At InReach we often engage in an unusual discussion with entrepreneurs about the strategic rationale that is motivating a specific revenue growth rate. We have been told many times by entrepreneurs that growth is pivotal to attract investors and that many investors get excited by top line revenue growth: revenue growth is always good.

There is a distinction between tactical growth (focused on short term nice looking trending charts and food on the table), and strategic growth (that supports the long term shareholder value creation process).

  • Sustainable growth is more important than top line growth. Sometimes a 2x-3x annual growth rate can be better than a 5x-10x growth rate if this implies worsening/unsustainable unit economics and limited number of returning users.
  • User growth in core strategic geographies is much more functional to the future shareholder value creation process than growth in random geographies based on customer acquisition cost optimisation. Secondary geographies usually imply lower average revenue per user (ARPU) and therefore inferior structural economics for the business.

For example, following our investment in Eneba, we spent a good amount of time engaging with Vytis in determining the characteristics and the right quality of growth to pursue. I would make the argument that this has also been one of the key ingredients of the success of Depop (while at Balderton I led the Seed and A round of the company).

4 — Right vs wrong product mix

As mentioned in this post, the same technology layer can take the form of multiple product packages.

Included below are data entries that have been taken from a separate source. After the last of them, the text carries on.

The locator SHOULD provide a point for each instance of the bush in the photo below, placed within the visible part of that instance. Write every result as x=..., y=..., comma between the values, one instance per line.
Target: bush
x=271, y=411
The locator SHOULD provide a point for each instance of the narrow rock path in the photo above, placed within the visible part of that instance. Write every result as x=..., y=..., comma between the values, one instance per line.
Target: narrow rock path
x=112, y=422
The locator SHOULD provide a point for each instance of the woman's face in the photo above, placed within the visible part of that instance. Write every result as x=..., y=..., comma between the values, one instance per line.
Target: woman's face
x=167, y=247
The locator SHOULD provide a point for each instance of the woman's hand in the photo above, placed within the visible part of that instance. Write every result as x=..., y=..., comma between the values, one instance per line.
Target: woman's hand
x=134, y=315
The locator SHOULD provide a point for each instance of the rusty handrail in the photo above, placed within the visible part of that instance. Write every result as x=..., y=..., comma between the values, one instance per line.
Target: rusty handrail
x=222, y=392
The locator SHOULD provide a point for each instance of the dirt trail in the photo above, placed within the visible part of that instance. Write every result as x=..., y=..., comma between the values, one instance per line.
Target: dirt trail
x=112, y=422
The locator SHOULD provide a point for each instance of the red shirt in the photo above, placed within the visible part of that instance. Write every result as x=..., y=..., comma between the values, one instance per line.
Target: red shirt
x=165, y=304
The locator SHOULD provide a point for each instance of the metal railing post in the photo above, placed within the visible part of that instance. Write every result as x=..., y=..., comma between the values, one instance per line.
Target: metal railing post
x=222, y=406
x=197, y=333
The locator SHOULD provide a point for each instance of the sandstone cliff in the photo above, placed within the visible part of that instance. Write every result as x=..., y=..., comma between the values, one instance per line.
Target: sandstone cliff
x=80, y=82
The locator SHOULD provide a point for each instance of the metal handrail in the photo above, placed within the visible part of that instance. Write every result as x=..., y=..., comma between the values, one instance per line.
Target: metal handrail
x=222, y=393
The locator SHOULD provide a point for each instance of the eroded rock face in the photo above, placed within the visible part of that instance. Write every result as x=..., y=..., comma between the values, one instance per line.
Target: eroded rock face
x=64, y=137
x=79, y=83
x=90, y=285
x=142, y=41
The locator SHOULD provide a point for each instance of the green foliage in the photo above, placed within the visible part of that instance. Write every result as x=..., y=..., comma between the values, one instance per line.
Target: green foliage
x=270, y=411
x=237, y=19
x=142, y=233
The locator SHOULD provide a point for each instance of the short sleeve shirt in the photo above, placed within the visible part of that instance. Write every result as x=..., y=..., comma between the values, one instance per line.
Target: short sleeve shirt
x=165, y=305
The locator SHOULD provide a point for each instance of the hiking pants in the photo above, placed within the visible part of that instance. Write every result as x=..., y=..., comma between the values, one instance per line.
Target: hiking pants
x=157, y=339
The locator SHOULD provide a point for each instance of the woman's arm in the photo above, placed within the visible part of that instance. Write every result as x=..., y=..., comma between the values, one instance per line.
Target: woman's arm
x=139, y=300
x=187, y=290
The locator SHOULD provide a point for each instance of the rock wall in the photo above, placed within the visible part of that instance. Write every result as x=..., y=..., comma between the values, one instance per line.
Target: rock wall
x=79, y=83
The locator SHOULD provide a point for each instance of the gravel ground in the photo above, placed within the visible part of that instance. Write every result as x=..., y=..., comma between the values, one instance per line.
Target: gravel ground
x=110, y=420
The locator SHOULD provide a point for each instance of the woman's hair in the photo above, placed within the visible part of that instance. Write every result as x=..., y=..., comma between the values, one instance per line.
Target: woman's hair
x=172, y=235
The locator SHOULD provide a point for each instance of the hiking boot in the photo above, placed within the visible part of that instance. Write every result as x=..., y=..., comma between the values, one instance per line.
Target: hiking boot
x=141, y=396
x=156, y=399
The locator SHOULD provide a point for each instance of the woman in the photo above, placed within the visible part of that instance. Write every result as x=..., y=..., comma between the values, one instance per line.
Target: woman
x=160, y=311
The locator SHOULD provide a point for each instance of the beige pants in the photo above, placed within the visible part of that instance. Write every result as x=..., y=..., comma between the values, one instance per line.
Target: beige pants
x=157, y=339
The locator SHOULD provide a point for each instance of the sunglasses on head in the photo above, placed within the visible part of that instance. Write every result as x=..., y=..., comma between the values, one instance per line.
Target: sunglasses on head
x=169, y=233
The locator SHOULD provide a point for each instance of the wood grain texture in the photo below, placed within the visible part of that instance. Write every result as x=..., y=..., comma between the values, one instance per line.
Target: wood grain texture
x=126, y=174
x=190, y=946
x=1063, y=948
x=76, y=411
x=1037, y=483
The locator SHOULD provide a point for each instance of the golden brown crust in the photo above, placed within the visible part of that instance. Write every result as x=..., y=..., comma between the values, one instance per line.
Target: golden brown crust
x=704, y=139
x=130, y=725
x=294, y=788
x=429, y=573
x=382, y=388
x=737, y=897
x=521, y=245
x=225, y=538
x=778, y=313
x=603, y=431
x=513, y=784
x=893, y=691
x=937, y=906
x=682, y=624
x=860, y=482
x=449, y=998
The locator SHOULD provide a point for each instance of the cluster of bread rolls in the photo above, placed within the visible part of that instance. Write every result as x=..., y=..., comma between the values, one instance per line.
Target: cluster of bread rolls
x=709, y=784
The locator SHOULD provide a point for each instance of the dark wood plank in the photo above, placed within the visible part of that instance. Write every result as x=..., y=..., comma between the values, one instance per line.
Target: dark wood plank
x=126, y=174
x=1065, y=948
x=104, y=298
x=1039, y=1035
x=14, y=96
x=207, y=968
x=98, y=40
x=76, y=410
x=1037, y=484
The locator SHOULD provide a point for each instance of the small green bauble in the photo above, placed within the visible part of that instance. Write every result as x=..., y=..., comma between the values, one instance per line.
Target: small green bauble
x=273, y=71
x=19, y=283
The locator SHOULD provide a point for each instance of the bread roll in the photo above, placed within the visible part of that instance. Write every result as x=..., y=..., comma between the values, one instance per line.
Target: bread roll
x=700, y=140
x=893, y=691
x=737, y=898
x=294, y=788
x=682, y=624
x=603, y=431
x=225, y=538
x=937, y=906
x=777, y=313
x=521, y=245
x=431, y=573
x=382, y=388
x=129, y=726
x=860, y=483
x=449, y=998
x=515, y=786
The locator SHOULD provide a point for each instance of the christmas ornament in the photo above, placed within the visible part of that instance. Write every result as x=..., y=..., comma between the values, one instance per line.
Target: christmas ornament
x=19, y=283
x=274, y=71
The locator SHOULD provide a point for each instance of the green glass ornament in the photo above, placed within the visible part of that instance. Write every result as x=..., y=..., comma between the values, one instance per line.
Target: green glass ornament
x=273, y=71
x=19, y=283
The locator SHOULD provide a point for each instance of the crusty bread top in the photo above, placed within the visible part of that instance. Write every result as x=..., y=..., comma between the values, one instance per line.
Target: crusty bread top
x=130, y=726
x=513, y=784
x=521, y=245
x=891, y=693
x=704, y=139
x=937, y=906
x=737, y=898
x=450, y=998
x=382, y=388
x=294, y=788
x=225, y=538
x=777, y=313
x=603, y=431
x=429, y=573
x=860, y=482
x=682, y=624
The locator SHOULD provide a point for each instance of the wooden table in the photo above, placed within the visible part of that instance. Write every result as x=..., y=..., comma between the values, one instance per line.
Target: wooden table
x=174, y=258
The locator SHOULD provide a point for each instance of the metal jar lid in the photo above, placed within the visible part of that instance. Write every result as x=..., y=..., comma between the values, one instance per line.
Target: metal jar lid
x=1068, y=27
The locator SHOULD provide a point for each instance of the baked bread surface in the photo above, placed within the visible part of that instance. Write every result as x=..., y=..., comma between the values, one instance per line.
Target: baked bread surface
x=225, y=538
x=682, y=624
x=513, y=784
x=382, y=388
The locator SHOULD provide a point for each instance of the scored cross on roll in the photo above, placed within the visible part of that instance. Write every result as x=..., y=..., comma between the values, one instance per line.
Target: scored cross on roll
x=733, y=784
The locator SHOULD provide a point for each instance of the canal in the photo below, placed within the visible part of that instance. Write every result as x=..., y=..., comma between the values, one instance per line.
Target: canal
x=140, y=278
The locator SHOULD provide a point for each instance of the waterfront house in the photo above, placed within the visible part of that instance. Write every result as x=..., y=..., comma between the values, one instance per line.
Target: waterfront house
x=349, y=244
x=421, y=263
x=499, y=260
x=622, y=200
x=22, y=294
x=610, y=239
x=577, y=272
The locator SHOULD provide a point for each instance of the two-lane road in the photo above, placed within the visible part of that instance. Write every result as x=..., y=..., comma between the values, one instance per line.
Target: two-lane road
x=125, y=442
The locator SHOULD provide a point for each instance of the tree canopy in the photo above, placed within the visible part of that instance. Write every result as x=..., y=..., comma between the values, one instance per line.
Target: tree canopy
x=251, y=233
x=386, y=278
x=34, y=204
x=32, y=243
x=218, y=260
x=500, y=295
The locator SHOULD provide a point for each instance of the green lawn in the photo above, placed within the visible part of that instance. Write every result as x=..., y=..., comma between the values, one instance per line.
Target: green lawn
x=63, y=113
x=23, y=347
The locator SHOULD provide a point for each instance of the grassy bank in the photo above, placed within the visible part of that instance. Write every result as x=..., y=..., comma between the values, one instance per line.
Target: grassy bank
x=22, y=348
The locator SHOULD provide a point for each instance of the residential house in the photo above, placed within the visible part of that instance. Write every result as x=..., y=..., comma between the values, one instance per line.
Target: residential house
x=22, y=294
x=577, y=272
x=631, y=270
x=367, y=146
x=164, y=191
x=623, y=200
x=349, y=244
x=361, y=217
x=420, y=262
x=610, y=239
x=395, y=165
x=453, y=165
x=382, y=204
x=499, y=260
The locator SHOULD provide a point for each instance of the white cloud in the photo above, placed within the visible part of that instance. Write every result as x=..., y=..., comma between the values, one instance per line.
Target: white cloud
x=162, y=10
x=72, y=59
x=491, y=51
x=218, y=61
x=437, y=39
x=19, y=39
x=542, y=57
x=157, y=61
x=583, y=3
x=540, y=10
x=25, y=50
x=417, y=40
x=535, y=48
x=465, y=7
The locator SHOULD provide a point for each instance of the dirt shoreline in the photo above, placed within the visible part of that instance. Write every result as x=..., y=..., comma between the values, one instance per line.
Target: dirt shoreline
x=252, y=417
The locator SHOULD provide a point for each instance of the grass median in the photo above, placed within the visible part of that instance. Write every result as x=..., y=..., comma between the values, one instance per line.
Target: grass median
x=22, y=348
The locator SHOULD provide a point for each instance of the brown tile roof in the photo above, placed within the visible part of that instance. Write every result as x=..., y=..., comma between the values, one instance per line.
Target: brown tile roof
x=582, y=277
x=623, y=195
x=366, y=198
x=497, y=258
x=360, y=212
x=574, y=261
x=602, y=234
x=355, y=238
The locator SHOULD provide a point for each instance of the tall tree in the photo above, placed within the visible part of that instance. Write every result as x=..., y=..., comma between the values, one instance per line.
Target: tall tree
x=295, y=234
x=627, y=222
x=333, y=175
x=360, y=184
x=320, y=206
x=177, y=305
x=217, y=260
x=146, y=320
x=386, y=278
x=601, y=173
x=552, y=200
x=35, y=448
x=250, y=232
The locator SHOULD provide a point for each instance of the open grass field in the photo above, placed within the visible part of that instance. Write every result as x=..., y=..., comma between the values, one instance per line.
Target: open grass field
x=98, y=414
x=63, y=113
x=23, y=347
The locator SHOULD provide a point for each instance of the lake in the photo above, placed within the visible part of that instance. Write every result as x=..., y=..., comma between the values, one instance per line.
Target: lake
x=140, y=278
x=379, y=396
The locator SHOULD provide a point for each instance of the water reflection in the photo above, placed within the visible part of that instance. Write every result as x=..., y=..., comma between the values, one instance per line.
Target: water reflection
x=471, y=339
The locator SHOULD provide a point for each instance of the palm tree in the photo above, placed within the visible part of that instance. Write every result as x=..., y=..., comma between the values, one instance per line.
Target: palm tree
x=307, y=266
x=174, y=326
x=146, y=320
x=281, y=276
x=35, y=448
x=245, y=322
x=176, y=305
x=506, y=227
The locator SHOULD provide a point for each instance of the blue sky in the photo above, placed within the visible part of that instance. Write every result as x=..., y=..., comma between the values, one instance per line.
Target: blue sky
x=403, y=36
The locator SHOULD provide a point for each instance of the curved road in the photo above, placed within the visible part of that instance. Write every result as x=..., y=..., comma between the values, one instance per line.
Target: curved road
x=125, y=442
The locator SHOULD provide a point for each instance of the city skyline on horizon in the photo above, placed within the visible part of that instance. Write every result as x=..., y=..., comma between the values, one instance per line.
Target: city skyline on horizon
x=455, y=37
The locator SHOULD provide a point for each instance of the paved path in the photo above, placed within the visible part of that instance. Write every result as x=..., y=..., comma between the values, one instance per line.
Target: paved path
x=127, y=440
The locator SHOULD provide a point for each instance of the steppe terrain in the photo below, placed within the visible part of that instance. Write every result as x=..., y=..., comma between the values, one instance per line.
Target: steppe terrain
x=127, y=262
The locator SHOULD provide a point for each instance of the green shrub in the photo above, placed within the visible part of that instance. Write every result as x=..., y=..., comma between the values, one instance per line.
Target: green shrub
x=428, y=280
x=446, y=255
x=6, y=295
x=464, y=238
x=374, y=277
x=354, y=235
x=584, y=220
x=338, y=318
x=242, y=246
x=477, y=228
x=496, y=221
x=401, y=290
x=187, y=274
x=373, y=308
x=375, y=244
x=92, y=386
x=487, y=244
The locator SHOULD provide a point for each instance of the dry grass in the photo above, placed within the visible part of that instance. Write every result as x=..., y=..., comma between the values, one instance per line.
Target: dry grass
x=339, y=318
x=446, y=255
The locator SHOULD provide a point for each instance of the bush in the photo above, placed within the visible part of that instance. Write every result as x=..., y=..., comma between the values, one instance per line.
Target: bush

Strategically choosing which product package to validate is much more important than maximising short term tactical revenues across a multitude of product packages that fundamentally make it very difficult to prove product market fit. We refer to the practice of spreading validation too thin across too many product packages as spaghetti business.

For example Istvan at Shapr3D did not rush in expanding the product across multiple platforms until he had certainty of product market fit. Similarly, Balint at Craft has not yet released an Android version because although there are low hanging quick revenues to make, it will slow down the current feature discovery and product validation process too much.

At the early stages of the company building process, to validate the right product package is significantly more important than maximising short term revenues.

5 — Sales/Marketing channel validation

Sometimes entrepreneurs apply their ‘spaghetti business’ practice to their sales and marketing channels and are often motivated by the intrinsic “difficulty to say no to potential business” or “if I do not do it now, the competition will do it and I will lose the opportunity window”.

In reality, randomly executing at the same time across a multitude of sales and marketing channels chasing short term revenues does not help to validate which channel is worth investing in to scale up the business.

In the early stages for the company building process it is vital to distinguish between the maximisation of short term revenues at whatever cost and the use of revenues as a leading indicator to assess product market fit, channel fit and long term growth opportunities. Staying focused on generating the right type of revenues and in some cases even walking away from tactical revenues opportunities might be the right approach.